Introduction: The aim of this study was to determine whether radiomic features measured at baseline in Magnetic Resonance images (MRI) of acoustic neuromas (AN) can predict Gamma Knife (GK) treatment outcome.Methods: The study was conducted on pre- and post-GK MRI-T2 scans of 32 patients with AN who underwent stereotactic radiosurgery (SRS) for 12 Gy dose. Radiomic features extracted include Intensity, Fractals, Laplacian of Gaussian and textural Co-Occurrence, Run-length (RL), Size Zone, and Neighborhood Gray-Tone Difference matrices (NGTDM) features. Subjects were classified as treatment failures (TF) if tumor volume increased > 10%. Pre- and post-SRS audiology reports were utilized in hearing evaluation.Results: Fifteen subjects (47%) qualified as TFs. In univariate receiver operating characteristic (ROC) analysis, two radiomicfeatures, complexity in NGTDM and run percentage in RL, displayed areas under curves of > 0.65.Conclusion: This initial radiomic study establishes features that illustrates the prognostic ability of the SRS treatment in acousticneuroma.
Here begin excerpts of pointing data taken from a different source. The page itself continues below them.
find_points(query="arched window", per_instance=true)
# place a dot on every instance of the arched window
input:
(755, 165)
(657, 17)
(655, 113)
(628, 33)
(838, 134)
Hearing preservation was achieved in a majority of acoustic neuroma patients treated in Gamma Knife.
伽玛刀立体定向放射治疗后听神经瘤进展的放射学评价
简介:本研究的目的是确定听神经瘤(AN)的磁共振图像(MRI)基线放射学特征是否可以预测伽玛刀(GK)治疗结果。方法:对32例接受立体定向放射手术(SRS)治疗12 Gy剂量的AN患者进行gk术前和术后MRI-T2扫描。提取的放射学特征包括强度、分形、高斯拉普拉斯和纹理共现、运行长度(RL)、大小区域和邻域灰度差矩阵(NGTDM)特征。如果肿瘤体积增加> 10%,则将受试者归类为治疗失败(TF)。使用srs前后的听力学报告进行听力评估。结果:15名受试者(47%)符合tf标准。在单变量受试者工作特征(ROC)分析中,NGTDM的复杂度和RL的运行率这两个放射组学特征的曲线下显示的面积> 0.65。结论:这项初步的放射组学研究建立了一些特征,说明了SRS治疗听神经瘤的预后能力。绝大多数听神经瘤患者在伽玛刀治疗后听力得以保留。
本文章由计算机程序翻译,如有差异,请以英文原文为准。